The dominant genera as determined by T-RFLP for the plants grown in Swedes Flat soil were Mycobacterium, Bifidobacterium, Rhodococcus, Streptomyces, Nocardia, and Geodermatophilus. In the Red Loam, which supported plants that had the next highest diversity, the major genera were identified as Streptomyces, Arthrobacter, Kineococcus-like bacterium, Amycolatopsis, and Nocardia. The major genus identified in wheat plants grown in Western Flat soil was Kitasatospora, followed by Mycobacterium.
The diversity of actinobacteria from wheat roots detected by T-RFLP was higher than that found by culture-dependent methods performed in our laboratory. Coombs and Franco (9) isolated four different genera (Microbispora, Micromonospora, Nocardioides, and Streptomyces) from wheat plants sampled from a range of field sites in South Australia. Nine actinobacterial genera with a maximum Ap value of over 1% (Actinosynnema, Bifidobacterium, Brevibacterium, Corynebacterium, Geodermatophilus, Kitasatospora, Mycobacterium, Nocardia, and Rhodococcus) were identified in all of the field soils, and a total of 41 different actinobacterial genera were identified as possible endophytes among the three different field soils. Actinobacterial genera that have been identified as endophytes include Arthrobacter, Kitasatospora, Micromonospora, Microbispora, Nocardia, Nocardioides, Streptomyces, and Tsukamurella (4, 9, 12, 16, 38).
The characterization of the endophytic actinobacterial community cannot be confirmed by T-RFLP alone; therefore, sequencing of 16S rRNA gene clones was performed to further identify the species present within the wheat roots. Isolation of these species from surface-sterilized roots needs to be performed to confirm their endophytic nature. With the limited number of clones sequenced, the eight different genera identified among the three soils were also identified by the T-RFLP analysis. The predominant actinobacterial genus identified by sequencing was Mycobacterium, with 64% of clones belonging to this genus. This is the first time that Mycobacterium spp. have been identified as endophytes of wheat, though they are known to be present in the rhizosphere. For example, Mycobacterium achiense JS618 was isolated from an industrial soil site, whereas a number of Mycobacterium species were isolated from groundwater, soil, and activated sludge that were capable of degrading vinyl chloride (7). As a number of Mycobacterium species are known to be human pathogens (41), it is significant that species similar to those reported as clinical isolates, including M. heidelbergense, M. palustre, Mycobacterium sp. strain IMVS B76676, and Mycobacterium sp. strain MCRO 33, have been identified. It is possible that some mycobacteria were introduced via the tap water used for watering the plants, as M. kansasii, M. fortuitum, M chelonae, M. avium, and M. xenopi have been identified in tap water (22). We are now pursuing the isolation of endophytic mycobacteria to gain more insight into the role of these species within healthy plant tissue.

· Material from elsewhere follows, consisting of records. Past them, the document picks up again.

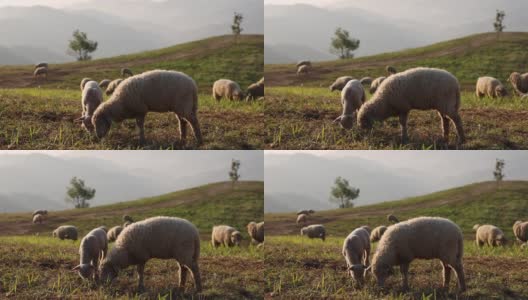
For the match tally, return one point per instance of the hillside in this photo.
(467, 58)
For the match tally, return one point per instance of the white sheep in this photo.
(340, 83)
(314, 231)
(356, 250)
(67, 232)
(418, 88)
(225, 88)
(352, 98)
(225, 235)
(158, 237)
(491, 87)
(93, 248)
(490, 235)
(157, 91)
(423, 238)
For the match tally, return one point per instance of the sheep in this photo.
(489, 234)
(92, 97)
(93, 248)
(340, 83)
(519, 82)
(520, 230)
(314, 231)
(377, 233)
(112, 86)
(376, 83)
(424, 238)
(157, 237)
(418, 88)
(114, 233)
(68, 232)
(356, 250)
(158, 91)
(352, 97)
(225, 235)
(256, 231)
(225, 88)
(491, 87)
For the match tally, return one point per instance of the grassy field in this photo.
(36, 266)
(39, 114)
(301, 268)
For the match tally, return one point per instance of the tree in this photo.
(342, 44)
(233, 174)
(78, 193)
(80, 46)
(236, 28)
(342, 193)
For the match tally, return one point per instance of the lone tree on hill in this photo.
(78, 193)
(81, 47)
(342, 193)
(342, 44)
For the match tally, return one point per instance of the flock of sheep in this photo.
(137, 242)
(418, 88)
(402, 242)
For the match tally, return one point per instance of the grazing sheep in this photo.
(520, 230)
(376, 83)
(352, 97)
(491, 87)
(93, 248)
(158, 237)
(225, 88)
(419, 88)
(340, 83)
(67, 232)
(157, 91)
(314, 231)
(256, 231)
(423, 238)
(489, 234)
(377, 233)
(519, 82)
(112, 86)
(225, 235)
(356, 250)
(113, 233)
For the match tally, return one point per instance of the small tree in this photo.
(233, 174)
(78, 193)
(80, 46)
(236, 27)
(342, 44)
(342, 193)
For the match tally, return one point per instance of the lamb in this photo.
(256, 231)
(356, 250)
(67, 232)
(491, 87)
(225, 88)
(158, 91)
(314, 231)
(376, 83)
(418, 88)
(113, 233)
(340, 83)
(520, 230)
(424, 238)
(352, 97)
(157, 237)
(489, 234)
(377, 233)
(225, 235)
(519, 82)
(93, 248)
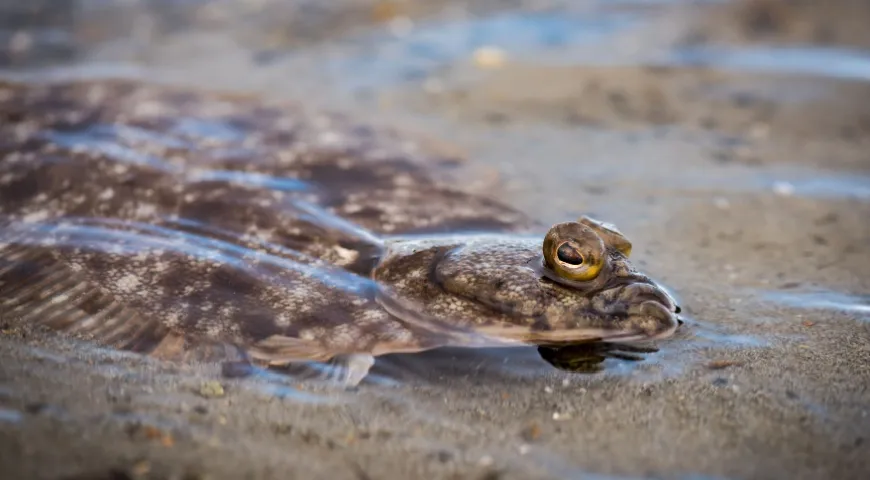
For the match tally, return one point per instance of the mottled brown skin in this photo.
(185, 224)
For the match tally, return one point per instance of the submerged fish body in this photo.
(194, 225)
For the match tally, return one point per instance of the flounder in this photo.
(190, 225)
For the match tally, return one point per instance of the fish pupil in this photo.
(570, 255)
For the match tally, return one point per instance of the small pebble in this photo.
(783, 189)
(211, 389)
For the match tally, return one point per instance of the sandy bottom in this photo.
(730, 143)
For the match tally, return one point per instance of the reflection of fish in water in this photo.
(188, 225)
(589, 357)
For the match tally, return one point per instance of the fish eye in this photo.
(566, 253)
(574, 252)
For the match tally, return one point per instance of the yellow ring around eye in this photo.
(570, 263)
(573, 251)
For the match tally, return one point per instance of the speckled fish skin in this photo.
(218, 201)
(179, 223)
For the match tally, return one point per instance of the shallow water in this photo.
(720, 233)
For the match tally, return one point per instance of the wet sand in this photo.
(745, 190)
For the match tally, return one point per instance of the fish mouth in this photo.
(651, 313)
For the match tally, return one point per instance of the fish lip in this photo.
(648, 291)
(647, 301)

The high percentage of the 16S rRNA clones related to Mycobacterium sequences was not reflected in the T-RFLP analysis, where the maximum abundance of Mycobacterium detected was 1.3% in Red Loam, 2.5% in Western Flat, and 21% in Swedes Flat samples. This high frequency of detection is possibly a result of the RFLP screening used to select clones for sequencing, with the mycobacterial clones possessing a degree of detectable intrageneric polymorphism higher than the degree of the intergeneric polymorphisms between the actinobacterial genera present. The RFLP patterns of the 16S rRNA gene sequences of the Mycobacterium spp. identified generated with HinfI and HhaI were significantly different from one another. Random sequencing of clones may have resulted in lower detection, though it would still not give information on abundance of genera.
The second most frequent genus identified by sequencing was Streptomyces. Endophytic Streptomyces bacteria appear to be ubiquitous and have been isolated from various plants including Ficus, Dieffenbachia, Allium porrum, Brassica oleracera, and Quercus sp. (33). Of the three Streptomyces species isolates identified by sequencing, Streptomyces strain SE2 was identified as a wheat endophyte in our laboratory (9), and Streptomyces sp. strain EF-91 is a known endophyte of potato (12). This the first report of Streptomyces thermolineatus detected as an endophyte.

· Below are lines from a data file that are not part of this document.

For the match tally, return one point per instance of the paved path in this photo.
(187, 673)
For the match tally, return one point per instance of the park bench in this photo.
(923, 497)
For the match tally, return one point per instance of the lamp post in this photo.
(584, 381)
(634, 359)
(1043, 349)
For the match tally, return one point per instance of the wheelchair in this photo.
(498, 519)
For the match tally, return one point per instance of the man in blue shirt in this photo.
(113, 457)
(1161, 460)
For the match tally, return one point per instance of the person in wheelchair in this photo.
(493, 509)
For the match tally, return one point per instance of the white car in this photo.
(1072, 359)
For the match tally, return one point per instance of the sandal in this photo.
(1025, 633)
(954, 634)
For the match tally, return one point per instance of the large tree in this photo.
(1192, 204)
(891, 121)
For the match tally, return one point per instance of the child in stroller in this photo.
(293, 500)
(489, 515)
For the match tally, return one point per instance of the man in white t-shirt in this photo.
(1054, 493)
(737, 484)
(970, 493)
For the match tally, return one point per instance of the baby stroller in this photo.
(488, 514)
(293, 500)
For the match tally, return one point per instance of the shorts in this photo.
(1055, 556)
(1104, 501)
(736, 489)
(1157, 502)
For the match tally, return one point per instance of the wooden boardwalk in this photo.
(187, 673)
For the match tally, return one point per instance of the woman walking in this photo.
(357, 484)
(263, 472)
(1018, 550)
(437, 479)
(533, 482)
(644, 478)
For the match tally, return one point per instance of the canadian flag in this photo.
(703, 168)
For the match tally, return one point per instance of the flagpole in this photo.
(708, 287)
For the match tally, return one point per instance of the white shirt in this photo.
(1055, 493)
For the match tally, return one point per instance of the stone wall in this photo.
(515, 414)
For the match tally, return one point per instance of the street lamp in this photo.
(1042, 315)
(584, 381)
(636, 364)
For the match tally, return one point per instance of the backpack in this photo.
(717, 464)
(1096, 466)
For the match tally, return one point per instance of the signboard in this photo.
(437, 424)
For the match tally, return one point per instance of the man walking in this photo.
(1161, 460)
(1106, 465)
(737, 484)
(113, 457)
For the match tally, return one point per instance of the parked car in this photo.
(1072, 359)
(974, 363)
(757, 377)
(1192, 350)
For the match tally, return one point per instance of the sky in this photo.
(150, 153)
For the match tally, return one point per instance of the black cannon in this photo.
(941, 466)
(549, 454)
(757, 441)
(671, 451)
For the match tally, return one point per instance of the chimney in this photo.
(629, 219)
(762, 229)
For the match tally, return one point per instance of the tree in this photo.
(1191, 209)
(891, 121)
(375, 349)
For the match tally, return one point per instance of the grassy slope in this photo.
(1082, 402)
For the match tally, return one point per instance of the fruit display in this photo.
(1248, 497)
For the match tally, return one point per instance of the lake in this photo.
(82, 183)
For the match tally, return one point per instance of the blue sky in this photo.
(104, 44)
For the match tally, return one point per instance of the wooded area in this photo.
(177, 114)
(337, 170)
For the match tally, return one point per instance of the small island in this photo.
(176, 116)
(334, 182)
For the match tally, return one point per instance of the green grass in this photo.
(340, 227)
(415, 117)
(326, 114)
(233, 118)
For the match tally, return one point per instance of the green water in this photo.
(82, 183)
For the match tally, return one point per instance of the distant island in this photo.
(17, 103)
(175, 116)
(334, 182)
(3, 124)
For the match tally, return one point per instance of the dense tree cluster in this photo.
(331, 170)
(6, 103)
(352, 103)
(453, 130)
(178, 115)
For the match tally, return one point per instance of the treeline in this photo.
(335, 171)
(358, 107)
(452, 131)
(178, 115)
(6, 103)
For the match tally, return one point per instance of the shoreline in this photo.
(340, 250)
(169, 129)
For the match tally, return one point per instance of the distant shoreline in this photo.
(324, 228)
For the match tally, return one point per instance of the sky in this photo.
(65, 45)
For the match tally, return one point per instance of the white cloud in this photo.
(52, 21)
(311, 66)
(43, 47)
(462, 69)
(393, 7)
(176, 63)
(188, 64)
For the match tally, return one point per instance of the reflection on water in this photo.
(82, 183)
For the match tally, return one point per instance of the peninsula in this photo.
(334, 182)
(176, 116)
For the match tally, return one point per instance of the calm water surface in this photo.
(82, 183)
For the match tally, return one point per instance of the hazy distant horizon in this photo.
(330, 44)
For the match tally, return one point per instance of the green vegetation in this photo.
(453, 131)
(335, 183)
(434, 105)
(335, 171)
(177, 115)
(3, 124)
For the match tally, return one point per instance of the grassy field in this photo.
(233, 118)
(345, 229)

Micromonospora yulongensis was cultured from healthy wheat roots previously (9), and in this study we have identified clones that are closely related to Micromonospora endolithica and Micromonospora peucetica. Nocardia endophytes have been isolated from citrus plants (4), and the clone identified in this study was closely related to the human pathogen Nocardia pseudobrasiliensis, the causative agent of nocardiosis, which is transmitted through soil (11). Also of interest is the presence of a close relative of Gordonia polyisoprenivorans, a rubber-degrading species (23). As this species and most of the others such as Amycolatopsis sp. strain GY152 and Rhodococcus coprophilus that have not been previously identified as endophytes are culturable, it should be possible to isolate them for further study, by using the appropriate conditions.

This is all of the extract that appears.